A school should be able to see which applications use AI. It should be able to review vendor assurances. It should be able to link the tool to Records of Processing and DPIAs where required. It should be able to track contract renewal and cost. It should be able to publish approved guidance to staff. It should be able to assign training. It should be able to create tasks, risks and actions. It should be able to report to the Diamond Formation and to leadership.
This is how schools move from reaction to control.
AI will continue to reshape EdTech.
Some vendors will use it well. Some will not. Some products will become more valuable. Some will become more expensive without becoming more useful. Some vendors will thrive because they have planned carefully. Others will struggle because they have added AI without understanding the educational, technical, financial and governance implications.

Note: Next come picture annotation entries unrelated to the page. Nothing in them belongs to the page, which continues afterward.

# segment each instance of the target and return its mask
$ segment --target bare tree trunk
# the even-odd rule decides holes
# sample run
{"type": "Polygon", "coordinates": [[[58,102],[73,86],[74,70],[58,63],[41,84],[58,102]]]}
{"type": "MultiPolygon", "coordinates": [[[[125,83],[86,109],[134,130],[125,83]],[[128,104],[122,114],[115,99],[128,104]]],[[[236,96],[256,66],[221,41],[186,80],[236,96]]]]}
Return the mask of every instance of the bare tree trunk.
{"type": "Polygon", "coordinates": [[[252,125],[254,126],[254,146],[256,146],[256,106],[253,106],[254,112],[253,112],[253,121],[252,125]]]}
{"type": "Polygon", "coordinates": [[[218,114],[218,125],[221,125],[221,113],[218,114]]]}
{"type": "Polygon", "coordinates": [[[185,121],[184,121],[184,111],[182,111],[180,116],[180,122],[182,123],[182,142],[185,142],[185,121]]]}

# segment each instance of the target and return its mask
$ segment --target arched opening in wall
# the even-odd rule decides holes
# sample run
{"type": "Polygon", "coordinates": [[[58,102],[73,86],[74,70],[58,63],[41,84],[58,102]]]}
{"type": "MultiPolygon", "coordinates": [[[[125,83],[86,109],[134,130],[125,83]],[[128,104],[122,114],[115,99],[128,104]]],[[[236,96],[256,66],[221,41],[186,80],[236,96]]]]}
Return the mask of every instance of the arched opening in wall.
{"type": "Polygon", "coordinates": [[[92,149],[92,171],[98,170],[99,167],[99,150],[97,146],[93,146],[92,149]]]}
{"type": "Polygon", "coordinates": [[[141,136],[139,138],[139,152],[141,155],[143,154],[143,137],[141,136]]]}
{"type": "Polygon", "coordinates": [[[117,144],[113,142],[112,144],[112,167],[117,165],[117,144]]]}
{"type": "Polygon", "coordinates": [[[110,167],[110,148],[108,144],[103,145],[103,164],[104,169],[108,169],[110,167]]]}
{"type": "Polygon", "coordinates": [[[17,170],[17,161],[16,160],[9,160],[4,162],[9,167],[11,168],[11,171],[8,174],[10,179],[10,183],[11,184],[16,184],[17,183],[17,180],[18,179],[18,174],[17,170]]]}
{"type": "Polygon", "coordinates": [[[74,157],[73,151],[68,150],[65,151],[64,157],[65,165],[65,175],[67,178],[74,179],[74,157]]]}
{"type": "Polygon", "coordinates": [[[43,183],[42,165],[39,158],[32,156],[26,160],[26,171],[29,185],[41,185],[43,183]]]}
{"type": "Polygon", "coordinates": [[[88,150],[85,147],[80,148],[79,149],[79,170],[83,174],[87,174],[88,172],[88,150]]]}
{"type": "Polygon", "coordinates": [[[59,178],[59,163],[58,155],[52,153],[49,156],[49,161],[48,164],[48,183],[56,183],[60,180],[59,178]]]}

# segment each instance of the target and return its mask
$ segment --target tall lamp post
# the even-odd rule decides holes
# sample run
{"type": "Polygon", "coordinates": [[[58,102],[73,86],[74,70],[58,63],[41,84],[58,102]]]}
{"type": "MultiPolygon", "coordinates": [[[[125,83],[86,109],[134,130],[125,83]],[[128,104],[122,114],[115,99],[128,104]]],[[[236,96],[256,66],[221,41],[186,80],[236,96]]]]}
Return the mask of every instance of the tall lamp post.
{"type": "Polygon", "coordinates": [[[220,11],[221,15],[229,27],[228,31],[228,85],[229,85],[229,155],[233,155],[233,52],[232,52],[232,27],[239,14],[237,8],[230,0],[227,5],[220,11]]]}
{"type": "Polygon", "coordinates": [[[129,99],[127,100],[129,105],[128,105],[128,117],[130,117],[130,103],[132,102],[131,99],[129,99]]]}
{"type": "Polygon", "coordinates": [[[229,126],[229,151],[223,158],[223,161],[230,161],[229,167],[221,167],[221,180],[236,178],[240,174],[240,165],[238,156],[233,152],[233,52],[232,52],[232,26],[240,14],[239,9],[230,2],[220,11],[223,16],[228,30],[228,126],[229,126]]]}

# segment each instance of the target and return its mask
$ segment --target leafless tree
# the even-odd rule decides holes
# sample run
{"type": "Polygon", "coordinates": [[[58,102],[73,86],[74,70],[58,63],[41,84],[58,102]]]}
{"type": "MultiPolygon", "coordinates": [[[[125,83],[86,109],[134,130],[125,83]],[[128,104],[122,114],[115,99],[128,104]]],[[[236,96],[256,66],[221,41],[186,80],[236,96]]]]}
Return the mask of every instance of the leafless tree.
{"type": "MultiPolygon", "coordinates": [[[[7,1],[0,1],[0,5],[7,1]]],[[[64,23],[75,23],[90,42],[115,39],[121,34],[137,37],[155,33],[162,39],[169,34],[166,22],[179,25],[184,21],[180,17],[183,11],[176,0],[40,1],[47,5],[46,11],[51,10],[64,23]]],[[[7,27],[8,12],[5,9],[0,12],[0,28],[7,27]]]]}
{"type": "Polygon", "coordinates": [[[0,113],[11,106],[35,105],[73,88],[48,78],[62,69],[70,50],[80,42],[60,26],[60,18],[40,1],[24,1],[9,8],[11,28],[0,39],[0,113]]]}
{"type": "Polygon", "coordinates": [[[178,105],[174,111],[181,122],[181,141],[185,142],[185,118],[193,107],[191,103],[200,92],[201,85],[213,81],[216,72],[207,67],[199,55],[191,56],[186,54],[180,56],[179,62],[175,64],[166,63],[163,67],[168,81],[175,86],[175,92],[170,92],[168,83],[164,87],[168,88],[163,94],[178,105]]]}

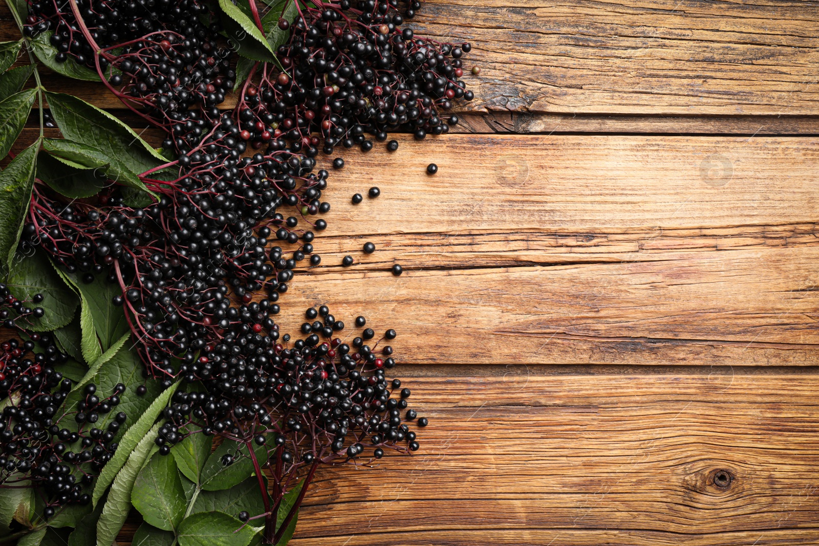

Schools should expect churn.
They should also prepare for it.
The answer is not to avoid AI-enabled EdTech. The answer is to govern it properly. Schools need to understand what they are buying, what data is being processed, what risks are being created, what value is being delivered, what costs may increase and what controls are in place.
AI should support the educational mission of the school. It should not create unmanaged risk, hidden cost or unnecessary complexity.
The schools that succeed will be those that move forward intentionally.
Academic first. Safety always. Human in the loop. Governance with confidence.